Varios (compilado por Jorge Luis Borges y Adolfo Bioy Casares).
Editorial Emecé. 320 páginas
El asesino nunca es el mayordomo
Edgar Allan Poe es un tipo que murió de forma aún no esclarecida. Su personaje, C. Auguste Dupin, no es tan famoso sólo porque Sherlock Holmes tiene más películas. Sin embargo, Dupin es el arquetipo del detective que utiliza métodos de deducción para resolver crímenes inimaginablemente enrevesados.
Cuando uno lee “La carta robada” le hubiera gustado que Dupin intervenga en la investigación de la muerte de Poe y quizá lo mismo pensaron Jorge Luis Borges y Adolfo Bioy Casares cuando iniciaron el trabajo de esta antología.
La pasión de Borges y Bioy Casares por el género policial es patente: juntos crearon a un alter ego literario llamado Honorio Bustos Domecq quien creó, a su vez, relatos detectivescos donde don Isidro Parodi es una especie de Dupin del siglo pasado.

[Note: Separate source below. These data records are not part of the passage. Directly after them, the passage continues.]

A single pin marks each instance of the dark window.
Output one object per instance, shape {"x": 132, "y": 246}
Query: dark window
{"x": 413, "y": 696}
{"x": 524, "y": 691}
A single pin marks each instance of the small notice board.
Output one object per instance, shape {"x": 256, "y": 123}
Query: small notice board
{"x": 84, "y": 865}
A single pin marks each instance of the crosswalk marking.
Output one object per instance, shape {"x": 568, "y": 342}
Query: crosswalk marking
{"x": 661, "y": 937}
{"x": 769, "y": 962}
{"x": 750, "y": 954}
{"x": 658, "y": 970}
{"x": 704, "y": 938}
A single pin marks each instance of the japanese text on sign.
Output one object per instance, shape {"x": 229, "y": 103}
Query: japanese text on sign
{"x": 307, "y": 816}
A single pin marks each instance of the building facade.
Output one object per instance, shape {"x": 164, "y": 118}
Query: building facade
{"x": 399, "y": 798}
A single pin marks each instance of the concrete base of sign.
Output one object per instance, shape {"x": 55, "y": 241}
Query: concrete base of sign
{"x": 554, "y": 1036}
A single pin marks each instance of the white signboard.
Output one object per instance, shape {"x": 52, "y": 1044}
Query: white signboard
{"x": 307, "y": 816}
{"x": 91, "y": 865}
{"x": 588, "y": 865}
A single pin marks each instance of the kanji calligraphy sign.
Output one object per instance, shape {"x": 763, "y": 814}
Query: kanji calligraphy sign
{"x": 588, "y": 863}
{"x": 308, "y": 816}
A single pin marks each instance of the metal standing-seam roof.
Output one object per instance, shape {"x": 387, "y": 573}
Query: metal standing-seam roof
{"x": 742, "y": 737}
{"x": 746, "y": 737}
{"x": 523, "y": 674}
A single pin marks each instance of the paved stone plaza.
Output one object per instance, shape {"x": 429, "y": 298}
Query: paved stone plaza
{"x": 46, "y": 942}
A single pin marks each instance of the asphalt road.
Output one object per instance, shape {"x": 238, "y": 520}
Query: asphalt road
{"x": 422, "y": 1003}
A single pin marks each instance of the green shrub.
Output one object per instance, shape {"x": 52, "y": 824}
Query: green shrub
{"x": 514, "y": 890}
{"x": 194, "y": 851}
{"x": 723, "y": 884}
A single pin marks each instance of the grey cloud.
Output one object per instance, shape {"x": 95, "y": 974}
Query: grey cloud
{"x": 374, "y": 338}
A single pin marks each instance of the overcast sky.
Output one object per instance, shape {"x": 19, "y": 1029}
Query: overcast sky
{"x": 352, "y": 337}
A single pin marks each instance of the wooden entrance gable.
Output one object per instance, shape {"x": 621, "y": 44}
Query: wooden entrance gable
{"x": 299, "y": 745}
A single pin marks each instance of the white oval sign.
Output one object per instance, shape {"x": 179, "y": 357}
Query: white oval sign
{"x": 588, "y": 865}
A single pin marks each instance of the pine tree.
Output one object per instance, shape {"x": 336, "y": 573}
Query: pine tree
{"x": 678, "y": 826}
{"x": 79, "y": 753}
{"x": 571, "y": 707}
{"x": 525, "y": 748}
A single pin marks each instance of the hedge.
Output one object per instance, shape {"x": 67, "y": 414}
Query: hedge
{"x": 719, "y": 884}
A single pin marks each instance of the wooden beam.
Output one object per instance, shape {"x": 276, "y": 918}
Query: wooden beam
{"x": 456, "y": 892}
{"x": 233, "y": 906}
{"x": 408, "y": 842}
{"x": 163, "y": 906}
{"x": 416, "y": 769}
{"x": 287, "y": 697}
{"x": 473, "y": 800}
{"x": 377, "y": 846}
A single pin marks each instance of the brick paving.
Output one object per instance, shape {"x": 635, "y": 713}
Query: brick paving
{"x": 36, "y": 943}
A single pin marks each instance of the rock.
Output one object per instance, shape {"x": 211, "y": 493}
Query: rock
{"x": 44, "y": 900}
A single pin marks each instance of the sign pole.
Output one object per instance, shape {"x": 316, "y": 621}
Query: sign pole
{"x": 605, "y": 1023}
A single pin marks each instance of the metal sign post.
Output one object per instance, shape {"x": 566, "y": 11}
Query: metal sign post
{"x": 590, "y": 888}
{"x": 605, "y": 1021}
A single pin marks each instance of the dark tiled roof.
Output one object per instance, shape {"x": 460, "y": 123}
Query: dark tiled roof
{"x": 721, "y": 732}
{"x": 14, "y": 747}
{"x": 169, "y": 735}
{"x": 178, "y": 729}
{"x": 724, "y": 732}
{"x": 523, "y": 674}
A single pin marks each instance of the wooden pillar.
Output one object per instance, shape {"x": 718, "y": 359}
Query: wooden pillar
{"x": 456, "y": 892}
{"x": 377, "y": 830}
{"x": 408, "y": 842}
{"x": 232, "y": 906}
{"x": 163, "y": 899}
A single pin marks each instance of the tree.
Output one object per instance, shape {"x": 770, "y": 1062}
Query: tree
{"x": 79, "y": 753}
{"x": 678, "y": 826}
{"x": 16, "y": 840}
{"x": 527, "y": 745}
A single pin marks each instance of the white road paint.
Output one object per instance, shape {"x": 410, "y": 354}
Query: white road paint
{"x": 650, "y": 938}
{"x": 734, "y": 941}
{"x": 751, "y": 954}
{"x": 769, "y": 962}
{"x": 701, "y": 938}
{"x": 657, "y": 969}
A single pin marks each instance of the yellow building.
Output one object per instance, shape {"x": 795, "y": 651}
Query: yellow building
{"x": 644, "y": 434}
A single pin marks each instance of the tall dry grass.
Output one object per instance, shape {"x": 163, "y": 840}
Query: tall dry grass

Así es que también decidieron hacer en 1983 esta selección arbitraria en la que Isidro Parodi aparece en el segundo volumen.
Pero volvamos al primero, donde a relatos de Edgar Allan Poe y Sir Arthur Conan Doyle se suman joyas como “En el bosque”, del japonés Ryonosuke Akutagawa, “La puerta y el pino”, de Robert Louis Stevenson, o “La muerte y la brújula”, donde el propio Borges termina desentrañando un misterio que convierte al villano, y no a quien le da caza, en un maestro de la deducción.
En el género de la novela policial, el móvil del crimen queda supeditado al proceso de resolución. Sin embargo, la aparición del investigador también ofrece luces sobre la oscuridad del alma humana. Eso sí, si alguien quiere deducir cómo se eligieron los textos, Borges y Bioy Casares sólo proponen un método: el hedónico. Si lo lee, se dará cuenta de eso y de que no hay nada más cierto que una de las máximas de Sherlock Holmes: “Nada resulta más engañoso que un hecho evidente”.